Revision history for this message
Tom Jaeger (thjaeger) wrote : Re: [Bug 217908] Re: FFe: Pixellated Images in Firefox/Opera due to incorrect EXTEND_PAD implementation in several video drivers

kenjo wrote:
> On Wed, 2009-11-18 at 01:57 +0000, Tom Jaeger wrote:
>>> First could someone explain exactly what feature in the graphics driver
>>> people think is wrong.
>> Many graphics drivers didn't use to accelerate composite operations with
>> repeat type PAD (and REFLECT) correctly. This was a year ago; i believe
>> these issues have long been fixed.
>
> not here I still have really bad scale problems with firefox.

This is not a driver problem, the driver renders exactly as firefox
instructs it to.

>>> Could a small test program be written to show the error ?? has maybe
>>> someone written one already.
>> There is a very simple test case attached to this very bug report. Its
>> source surface is only 2x2 (IIRC), which might not hit an accelerated
>> path on every driver;
>
> hmm I have attached the scale_error.tar.gz and that is simply a example
> html page with a image scale. what I wanted as example was C code that
> only uses X to provoke the problem.

comment #33

>
>> there's a test case with a larger source surface
>> attached to the -ati driver bug report.
>
> where is this ?? I cant find it.
At the top of the page:

https://bugs.freedesktop.org/show_bug.cgi?id=19712

>>> This needs to get solved one way or the other having a fix outside the
>>> normal distribution is not acceptable. but working around the problem in
>>> only firefox obviously is not the correct fix.
>> No, firefox is the correct place to fix this issue.
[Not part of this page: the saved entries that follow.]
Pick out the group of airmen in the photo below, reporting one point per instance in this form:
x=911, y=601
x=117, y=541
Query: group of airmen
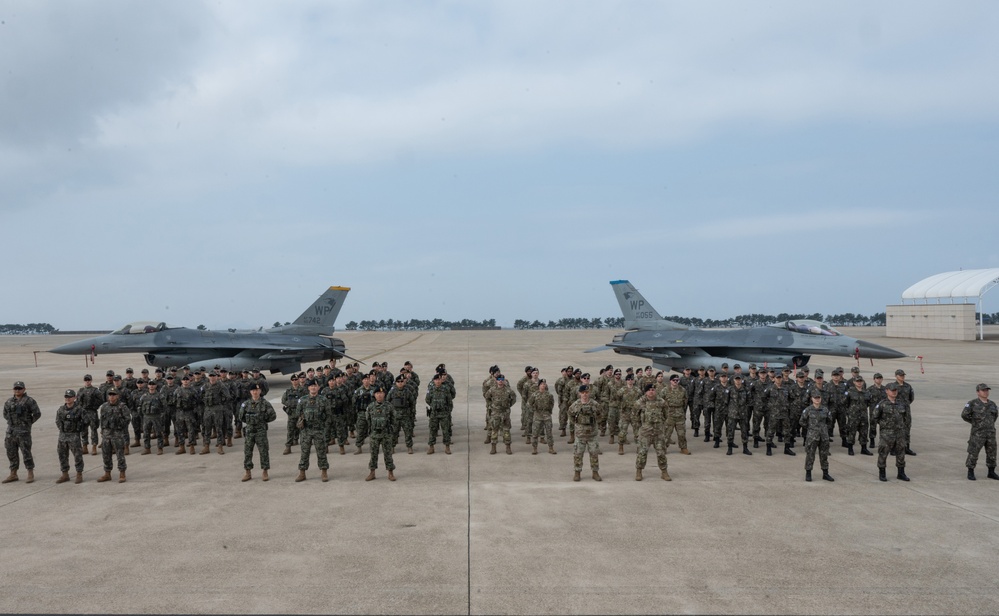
x=763, y=405
x=324, y=407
Firefox asks for
>> nearest-neighbor interpolation because on unpatched cairo 1.8.6,
>> bilinear filtering forces a slow client-side fallback to insure correctness.
>>
> but if it's a driver bug there would be nothing to fix in firefox.
> if it is a firefox bug on the other hand the yes obviously

As explained many times before, firefox disables bilinear filtering due
to hitting a slow path in cairo. The underlying issues are fixed now,
but firefox continues to use the same workaround that was needed before.